Few foreign leaders did more to woo Trump when he was the 45th president. Macron treated him with such deference at a Bastille Day parade on the Champs-Élysées that Trump came home wanting a military parade of his own — on July Fourth.
As Trump prepares to become the 47th president, Macron has surpassed himself, inviting Trump to attend the year’s most vaunted opening — the unveiling of the newly restored Notre Dame Cathedral five years after a savage fire.
Putting Trump at the center of the star-studded VIP event, which will mark his big return to the global stage, says everything about the power fast flowing back to the president-elect six weeks before he begins his second term.

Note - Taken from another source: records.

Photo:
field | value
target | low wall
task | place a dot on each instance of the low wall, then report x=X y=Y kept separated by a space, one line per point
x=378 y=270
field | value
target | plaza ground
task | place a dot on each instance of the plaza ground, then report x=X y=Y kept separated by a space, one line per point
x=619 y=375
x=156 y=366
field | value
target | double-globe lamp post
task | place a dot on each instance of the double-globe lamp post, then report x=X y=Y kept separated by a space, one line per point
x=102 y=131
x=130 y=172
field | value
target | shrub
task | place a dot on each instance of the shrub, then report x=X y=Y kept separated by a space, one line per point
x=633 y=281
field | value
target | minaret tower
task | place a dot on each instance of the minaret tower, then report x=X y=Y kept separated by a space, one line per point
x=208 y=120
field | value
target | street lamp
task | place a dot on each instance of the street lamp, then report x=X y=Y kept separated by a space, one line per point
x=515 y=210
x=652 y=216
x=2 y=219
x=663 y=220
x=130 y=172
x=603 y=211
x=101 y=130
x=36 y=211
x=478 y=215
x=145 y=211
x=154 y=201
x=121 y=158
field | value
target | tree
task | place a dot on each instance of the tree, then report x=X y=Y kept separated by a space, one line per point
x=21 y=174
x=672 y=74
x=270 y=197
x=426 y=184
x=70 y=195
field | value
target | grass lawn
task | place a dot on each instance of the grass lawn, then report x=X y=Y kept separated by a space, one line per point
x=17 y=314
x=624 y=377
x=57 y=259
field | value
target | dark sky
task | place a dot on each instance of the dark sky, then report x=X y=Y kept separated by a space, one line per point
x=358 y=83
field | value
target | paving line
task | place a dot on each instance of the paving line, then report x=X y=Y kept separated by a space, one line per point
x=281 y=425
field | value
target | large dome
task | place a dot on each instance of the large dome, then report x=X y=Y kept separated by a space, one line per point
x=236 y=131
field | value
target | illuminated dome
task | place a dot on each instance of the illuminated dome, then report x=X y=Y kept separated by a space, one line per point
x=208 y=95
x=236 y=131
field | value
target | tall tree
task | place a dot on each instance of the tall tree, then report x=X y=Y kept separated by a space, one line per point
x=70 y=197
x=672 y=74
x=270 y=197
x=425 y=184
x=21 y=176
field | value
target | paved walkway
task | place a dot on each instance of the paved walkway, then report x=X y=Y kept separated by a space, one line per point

Trump isn’t waiting until January to launch his new foreign policy — he’s already threatened a trade war with Canada and Mexico and showed who is boss when Canadian Prime Minister Justin Trudeau rushed to Florida to appease him last week. And on Monday, he warned that there will be “ALL HELL TO PAY” in the Middle East if Hamas doesn’t release hostages in Gaza before Inauguration Day.
Trump’s starring role in Paris will also mark a poignant contrast with Joe Biden’s increasingly ignominious long goodbye. The president came under fierce criticism Monday, even from within his own party, after he pardoned his son Hunter, undercutting a core principle of his term — that everyone is equal before the law.